Four basic structures contribute to these spectroimages:

1.	The central core of η Car, not resolved by HST at 0.1″, which contributes the bulk of the continuum and P Cygni wind lines, notably of H i and Fe ii.
2.	Weigelt D and other, lesser condensations that contribute many narrow emission lines centered at -40 km s-1.
3.	Ropelike structures of high-ionization forbidden emission lines with velocity components extending from +200 to -500 km s-1.
4.	Noticeably more diffuse, ropelike structures of low-ionization forbidden emission lines, specifically [Fe ii].

Spectroimages of [Fe ii] λ4815 (Fig. 2, row 1) show narrow ropelike features extending to 0.7″ at -500 km s^-1 and other, more diffuse structures closer to the star extending ± 500 km s^-1. The narrow emission at -40 km s^-1 originates from extended structure WSW of η Car, not noted by Weigelt & Ebersberger (1986), but present throughout the observational period from 1999 to 2004 whenever the STIS aperture sampled this position. The narrow [Fe ii] emission centered on Weigelt D extends 0.5″ E and W of Weigelt D, but at about 0.25″ E of Weigelt D, a diffuse emission extends to -400 km s^-1 and away from η Car. During the low state, the outer [Fe ii] emission drops, becomes more diffuse, and is located closer to η Car.

The [Fe iii] λ4703 (Fig. 2, row 2) is interior to the ropelike [Fe ii] λ4815. A series of highly filamentary loops extend from η Car to the east at velocities from -40 to -500 km s^-1. No redshifted velocity components are seen at this P.A. However, Gull et al. (2009) find that at P.A. = -28°, observed 6 times from 1998.0 to 2004.3 (ϕ = 0.000 to 1.122), redshifted components extend to +200 km s^-1 at early phases, but fade late in the high state.
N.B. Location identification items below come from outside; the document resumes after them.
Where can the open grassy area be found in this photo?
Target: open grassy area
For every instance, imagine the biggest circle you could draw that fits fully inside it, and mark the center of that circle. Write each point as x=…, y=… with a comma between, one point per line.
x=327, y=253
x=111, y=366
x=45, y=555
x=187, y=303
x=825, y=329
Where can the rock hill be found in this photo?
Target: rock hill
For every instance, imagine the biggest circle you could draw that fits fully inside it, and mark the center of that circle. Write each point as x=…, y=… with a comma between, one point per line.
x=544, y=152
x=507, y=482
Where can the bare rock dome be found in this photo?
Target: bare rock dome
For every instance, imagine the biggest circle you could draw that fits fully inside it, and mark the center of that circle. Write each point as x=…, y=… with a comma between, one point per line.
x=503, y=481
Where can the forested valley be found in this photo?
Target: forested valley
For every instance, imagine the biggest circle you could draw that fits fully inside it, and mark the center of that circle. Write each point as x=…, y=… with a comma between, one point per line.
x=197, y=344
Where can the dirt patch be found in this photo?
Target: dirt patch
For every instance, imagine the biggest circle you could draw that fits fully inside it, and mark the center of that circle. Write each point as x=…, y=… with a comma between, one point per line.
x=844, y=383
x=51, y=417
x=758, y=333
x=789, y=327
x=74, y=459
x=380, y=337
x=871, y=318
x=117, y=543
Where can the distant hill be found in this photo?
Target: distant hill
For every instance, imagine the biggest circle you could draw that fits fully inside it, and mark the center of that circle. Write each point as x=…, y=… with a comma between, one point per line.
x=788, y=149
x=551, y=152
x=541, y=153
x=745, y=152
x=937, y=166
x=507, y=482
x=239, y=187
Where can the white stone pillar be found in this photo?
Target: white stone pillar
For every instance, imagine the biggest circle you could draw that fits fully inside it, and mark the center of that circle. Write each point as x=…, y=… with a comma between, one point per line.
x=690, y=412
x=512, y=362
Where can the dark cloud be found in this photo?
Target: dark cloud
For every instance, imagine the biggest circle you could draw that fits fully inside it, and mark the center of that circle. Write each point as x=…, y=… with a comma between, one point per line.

All [Fe iii] λ4703 disappears during the low state.

The [N ii] λ5756 (Fig. 2, row 3) has very similar structure to that of [Fe iii] λ4703, with a higher signal-to-noise ratio (S/N). A narrow emission line, [Fe ii] λ5748, appears at the -550 km s^-1 position and persists in the low state, along with weak [N ii] λ5756. The structure of [N ii] λ5756 extends from -40 to -500 km s^-1 in the spectroimage centered on Weigelt D during the high state, but also disappears in the low state.

Three [S iii] lines are shown in Figure 2, rows 4–6, as each is important in accounting for the 6307 Å emission. Unfortunately, the [S iii] λ6313 (row 4) was recorded only at ϕ = 0.820, but the other two lines were observed at both phases. Most noticeable in the spectroimage of η Car at ϕ = 0.820 is a knot of emission, centered on the stellar position at -400 km s^-1. The effective wavelength is 6307 Å. That spectral interval was recorded at other phases, but at other position angles, during the 2003.5 minimum with no [S iii] λ6313 present either at the positions of η Car or Weigelt D. The extended structure is less apparent in the spectroimage of η Car at ϕ = 0.820, but is well defined in the spectroimage centered on Weigelt D. Narrow lines of [O i] λ6302 and Fe ii λλ6307, 6309, and 6319 contaminate the spectroimage and persist during the minimum.

The [S iii] λ 9071 (Fig. 2, row 5) weak emission extends off of η Car, but several narrow lines (N i λ9063, Fe ii λ9073) also contribute to the spectroimage. The high-velocity arc of [S iii] λ 9071 extends blueward from Weigelt D.

The [S iii] λ9533 emission (Fig. 2, row 6) is quite similar to that of [Fe iii] λ4703 (Fig. 2, row 2) and confirms that [S iii] emission extends to -500 km s^-1. The bright emission to the red of [S iii] λ9533 is H i Pa 8 λ9548, which originates primarily from the central core.

5. DISCUSSION

We associate the low-ionization structure with the massive, slow-moving wind of η Car A. The high-ionization emission is from the interacting wind region piled up by the fast-moving, less massive wind of η Car B (Pittard & Corcoran 2002). The bulk of the interacting wind, by its velocity, appears to be mostly ionized wind of η Car A. The higher velocity side of the shock is likely less dense and more highly ionized by η Car B.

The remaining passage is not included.